A building was dedicated to each art work. Chamberlain’s twenty-two sculptures, made of metal car sheets, conversed happily in an old warehouse.
In order to end the visit, we were on the old polo field in the fort, where fifteen concrete parallelepipeds, displayed over nearly two kilometers, offered infinite horizons and perspectives alongside playful shadows and lights.
Ballroom Marfa, a non-profit foundation –located in a 1920 ancient ballroom–attracted artists such as the duo Elmgreen and Dragset and their impenetrable yet proudly posed “Prada Marfa” boutique. Since 2005, this boutique was located along Highway 90 in the middle of the desert and about fifty kilometers from the city; a mirage of our consumerist society. Moreover, Haroon Mirza installed, at the exit of the city, his “Stone Circle” from the series « Solar Symphonies ». Inspired by the Stonehenge, megalithic sculptures erected by humans and used for mysterious practices (linked with the communion with Earth), the artist constituted his circle out of eight blocks of black marble, which generated light and electronic sounds. Since the 2000s, ten art galleries and a bookstore containing an incredible selection of works on this region, on contemporary art and on poetry, have opened here.

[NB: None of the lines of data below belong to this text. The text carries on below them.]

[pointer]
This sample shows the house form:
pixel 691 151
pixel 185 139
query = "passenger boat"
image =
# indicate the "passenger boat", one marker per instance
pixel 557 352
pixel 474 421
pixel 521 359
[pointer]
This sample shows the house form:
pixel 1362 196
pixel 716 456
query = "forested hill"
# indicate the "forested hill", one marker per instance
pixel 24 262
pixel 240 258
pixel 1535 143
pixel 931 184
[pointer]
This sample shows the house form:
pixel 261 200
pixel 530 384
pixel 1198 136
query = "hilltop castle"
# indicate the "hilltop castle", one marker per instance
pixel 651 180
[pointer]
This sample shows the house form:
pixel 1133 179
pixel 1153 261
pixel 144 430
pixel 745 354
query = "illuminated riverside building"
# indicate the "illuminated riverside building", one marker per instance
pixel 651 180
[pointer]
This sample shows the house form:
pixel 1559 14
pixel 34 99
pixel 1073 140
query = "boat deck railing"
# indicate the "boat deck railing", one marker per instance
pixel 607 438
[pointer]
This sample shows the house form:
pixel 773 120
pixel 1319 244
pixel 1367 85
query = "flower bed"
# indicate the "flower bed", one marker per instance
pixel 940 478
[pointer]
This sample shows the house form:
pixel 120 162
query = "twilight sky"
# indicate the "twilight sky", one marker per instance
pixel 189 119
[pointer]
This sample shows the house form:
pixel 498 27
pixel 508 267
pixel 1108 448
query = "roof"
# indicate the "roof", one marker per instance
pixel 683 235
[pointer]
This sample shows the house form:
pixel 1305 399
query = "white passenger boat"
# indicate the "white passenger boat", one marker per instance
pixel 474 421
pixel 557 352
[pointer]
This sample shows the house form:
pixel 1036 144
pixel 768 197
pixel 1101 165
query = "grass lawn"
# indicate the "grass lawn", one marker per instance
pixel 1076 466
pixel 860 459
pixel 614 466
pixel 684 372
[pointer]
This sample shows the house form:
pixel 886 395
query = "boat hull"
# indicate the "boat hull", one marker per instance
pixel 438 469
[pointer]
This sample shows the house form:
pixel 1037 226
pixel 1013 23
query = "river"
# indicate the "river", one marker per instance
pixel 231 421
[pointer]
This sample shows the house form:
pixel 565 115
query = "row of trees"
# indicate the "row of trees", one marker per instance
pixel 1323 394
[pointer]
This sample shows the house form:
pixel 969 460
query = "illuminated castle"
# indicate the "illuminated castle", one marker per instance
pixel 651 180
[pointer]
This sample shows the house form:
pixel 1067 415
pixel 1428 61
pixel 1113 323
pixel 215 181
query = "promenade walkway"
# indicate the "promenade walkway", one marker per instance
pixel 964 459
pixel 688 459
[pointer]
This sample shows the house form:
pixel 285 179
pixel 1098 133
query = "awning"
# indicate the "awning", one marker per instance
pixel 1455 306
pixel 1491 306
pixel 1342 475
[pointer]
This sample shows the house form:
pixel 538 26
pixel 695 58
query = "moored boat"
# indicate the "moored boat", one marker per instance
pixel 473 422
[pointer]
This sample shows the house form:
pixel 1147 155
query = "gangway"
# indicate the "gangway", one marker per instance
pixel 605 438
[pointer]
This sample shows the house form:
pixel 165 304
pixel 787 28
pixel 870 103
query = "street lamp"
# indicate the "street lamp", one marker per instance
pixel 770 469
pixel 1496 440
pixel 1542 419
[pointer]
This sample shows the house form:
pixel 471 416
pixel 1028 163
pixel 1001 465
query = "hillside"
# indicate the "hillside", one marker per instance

An « artistic hub » in the middle of nowhere!
One does not come to Marfa by chance, and as Voltaire puts it « if it did not exist, it would be necessary to invent it ». A sleeping beauty that transforms occasionally into a dynamic cultural center, welcoming works of arts and music and film festivals. Recently, European art schools, including ESBA Nantes, have installed trailers on a seven-hectares area not far from there. This enables their students to encounter the particularities of these arid, infinite, calm and timeless landscapes, in perfect symbiosis with the rigor of minimalism.
Tirelessly, yellow ragweeds continue their disheveled dance along the roads.